SİNEKLİ BAKKAL (1967)

Yönetmen:Mehmet Dinler
Senaryo:Osman F. Seden (Halide Edip ASdıvar’ın aynı isimli romanından)
Foto Direktörü: Kenan Kurt
Yapım: Kemal Film / Osman F. Seden


Oyuncular: Türkan Şoray (Rabia), Ediz Hun (Pregrini), Çolpan İlhan (Emine), Kadir Savun Vehbi Dede), Toygar Belevi (Hilm, Süleyman Turan, Feridun Karakaya (Rakım), Funda Gürçen (Küçük Rabia), Erol Günaydın (Kız Tev-fik), Ali Şen (İmam), Nubar Terziyan (Paşa), Samiye Hün, Mürüvvet Sim (Sabiha Hanım), Ertuğrul Bilda, Feridun Çölgeçen (Rahip), M. Ali Akpınar, Muzaffer Yenen, Seyfi Havaeri, Sait Ergen, Hüseyin Güler


Sinekli Bakkal Hakkında:  Roman iki ana kısımdan oluşuyor. Birinci kısım kendi içinde yirmi yedi bölüm halindedir.

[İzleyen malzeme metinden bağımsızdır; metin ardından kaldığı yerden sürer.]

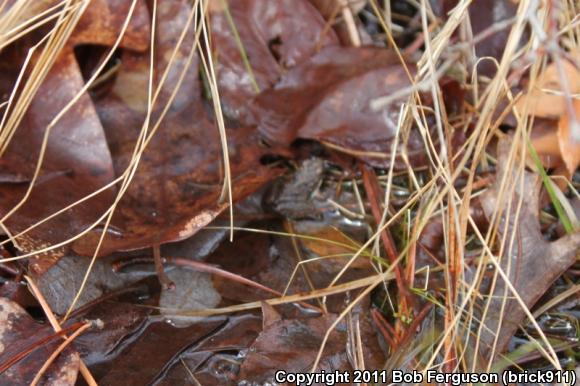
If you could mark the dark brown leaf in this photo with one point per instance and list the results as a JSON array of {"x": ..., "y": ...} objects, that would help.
[
  {"x": 275, "y": 36},
  {"x": 327, "y": 98},
  {"x": 177, "y": 187},
  {"x": 532, "y": 263},
  {"x": 18, "y": 333},
  {"x": 77, "y": 160}
]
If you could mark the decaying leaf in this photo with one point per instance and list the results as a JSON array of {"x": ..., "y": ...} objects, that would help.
[
  {"x": 177, "y": 187},
  {"x": 531, "y": 263},
  {"x": 569, "y": 138},
  {"x": 292, "y": 345},
  {"x": 77, "y": 160},
  {"x": 552, "y": 135},
  {"x": 327, "y": 98},
  {"x": 272, "y": 37}
]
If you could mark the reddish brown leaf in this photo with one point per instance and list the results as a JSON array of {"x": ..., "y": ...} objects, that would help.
[
  {"x": 275, "y": 35},
  {"x": 328, "y": 99},
  {"x": 77, "y": 160},
  {"x": 292, "y": 345}
]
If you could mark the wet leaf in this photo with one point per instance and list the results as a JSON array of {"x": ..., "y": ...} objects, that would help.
[
  {"x": 218, "y": 358},
  {"x": 177, "y": 187},
  {"x": 77, "y": 160},
  {"x": 159, "y": 344},
  {"x": 60, "y": 283},
  {"x": 546, "y": 100},
  {"x": 273, "y": 36},
  {"x": 292, "y": 345},
  {"x": 531, "y": 263},
  {"x": 18, "y": 333},
  {"x": 328, "y": 99},
  {"x": 193, "y": 291},
  {"x": 483, "y": 15}
]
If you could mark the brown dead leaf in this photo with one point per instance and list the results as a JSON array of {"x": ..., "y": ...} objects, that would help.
[
  {"x": 275, "y": 36},
  {"x": 327, "y": 98},
  {"x": 77, "y": 160},
  {"x": 533, "y": 262}
]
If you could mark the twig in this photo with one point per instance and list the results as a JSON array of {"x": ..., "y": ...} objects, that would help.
[{"x": 84, "y": 370}]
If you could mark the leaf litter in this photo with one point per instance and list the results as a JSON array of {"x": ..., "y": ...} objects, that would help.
[{"x": 410, "y": 199}]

İkinci kısım ise kendi içinde yirmi üç bölümden oluşuyor. Romanın geneli göz önüne alınırsa siyasal, toplumsal ve duygusal sorunlarla örülmüş bir olay örgüsü dikkati çeker. II. Abdülhamit dönemi anlatılmaktadır. Ama sadece bir dönemin anlatıldığı bir roman değildir. Romanda Rabia’nın hayat hikayesi daha ön plandadır. Romanın ilk bölümünde daha çok ve karışık olaylar birbiri ardınca anlatılıyor; bu bölüm çözülecek olan bir düğüm şeklinde son buluyor. İkinci bölümde olay daha özele iniyor; daha yavaş bir şekilde Rabia’nın hayatı anlatılıyor. Romanın sonu hızlı bir şekilde ve çözüme ulaşarak bitiyor. Yazar, bu romanda kendi inandığı felsefeyi, değerleri olay örgüsüyle birlikte anlatıyor. Romanda zamana, reel hayata göre ya da bize göre ters gelen ve eleştirilecek noktalar olabilir; fakat bence önemli olan yazarın kendi görüşlerini ve kendi doğrularını güzel bir şekilde sunabilmiş olması ve bu sunumun en çok basılan - okunan romanlardan olabilmesidir.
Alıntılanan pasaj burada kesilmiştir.